A large wildfire swept through Gatlinburg TN, last night. Destroyed hundreds of homes and businesses. Many of us, myself included feel bugging out is usually a bad idea. Sometimes you have no choice, at least for 24-48 hours. I live nearby, and can see and smell the smoke.

Praying for all those affected, and it is a reminder that a 24 hour bag is useful, as in cases like this it's not the end of the world, but still calls for quick decisions. A fire spreading across your yard is no time to decide what you need to grab!


----------



## Slippy (Nov 14, 2013)

Excellent reminder @PCH5150,
I saw some footage of the Gatlinburg fire and it was horrifying.


----------



## Sonya (Oct 20, 2016)

Same thing applies to a tornado. If you have to run to the basement or safe room in the last minute everything you own could be gone and you will emerge with only those items you took into hiding with you.

Bug out bag, meds, weapon, leashes/carriers for pets, laptop, some food/water, important papers, cash, and any small sentimental irreplaceable items.

Wildfires were also a concern around here, we haven't had rain in something like 6 weeks. Got a good rain today so hopefully TN will get some too.


----------



## Smitty901 (Nov 16, 2012)

That is an Area we ride often we have a two week ride setup for may already. Sad ,we have been following it. Our prayers for the people in the area.


----------



## Denton (Sep 18, 2012)

Tennessee is getting some good rain. Too late for many, but I am glad it finally came.


----------



## Smitty901 (Nov 16, 2012)

The mayor lost his home and business to the fire. He said what Gatlinburg needs now is you to come visit. Tourism is what keeps the area alive. I know we will be keeping our reservation . The view may be different this trip but we are still going.


----------



## Denton (Sep 18, 2012)

Smitty901 said:


> The mayor lost his home and business to the fire. He said what Gatlinburg needs now is you to come visit. Tourism is what keeps the area alive. I know we will be keeping our reservation . The view may be different this trip but we are still going.


The food will still be good.


----------



## PCH5150 (Jun 15, 2015)

Smitty901 said:


> The mayor lost his home and business to the fire. He said what Gatlinburg needs now is you to come visit. Tourism is what keeps the area alive. I know we will be keeping our reservation . The view may be different this trip but we are still going.

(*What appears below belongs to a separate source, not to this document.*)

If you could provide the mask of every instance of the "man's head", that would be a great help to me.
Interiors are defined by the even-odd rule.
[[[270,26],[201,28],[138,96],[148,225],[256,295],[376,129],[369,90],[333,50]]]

Crockett's Breakfast Camp. Get the Black Bear Camp Skillet . It is more delicious food than any man should eat in one sitting. Almost ridiculous how much food they give you. Do not consider any other place for breakfast when you are there, and do not consider any other menu item. Thank me when you are done. lol


----------



## NotTooProudToHide (Nov 3, 2013)

Hurricane Matthew should also be a good reminder. You should know the natural hazards of your geological area and plan accordingly along with a plan to get the hell out of dodge.


----------



## Smitty901 (Nov 16, 2012)

When we take our two week ride we stay there and ride the area. log between 3800 and 5000 miles when we ride there.
Strange have a fire in CA it is on the news 24/7 . One in TN people dead injured and 1 story on the news.


----------



## Smitty901 (Nov 16, 2012)

No reason to start a new thread but here is some news on the fires. First there is this.








But you know there is more to the story, we always save the good stuff for last.

Alabama man loses job for calling Gatlinburg fire victims 'toothless, pond scum' Trump supporters | AL.com


----------



## sideKahr (Oct 15, 2014)

Smitty901 said:


> ...Strange have a fire in CA it is on the news 24/7. One in TN people dead injured and 1 story on the news.


They covered it extensively here. I really feel bad for those good folks. Pigeon forge is unique.


----------



## PCH5150 (Jun 15, 2015)

Smitty901 said:


> No reason to start a new thread but here is some news on the fires. First there is this.
> View attachment 31714
> 
> 
> ...


I'd love to wipe the smile off of that fat slug's face.


----------



## Smitty901 (Nov 16, 2012)

PCH5150 said:


> I'd love to wipe the smile off of that fat slug's face.


 My advise to him is to stay away from TN for a long time.


----------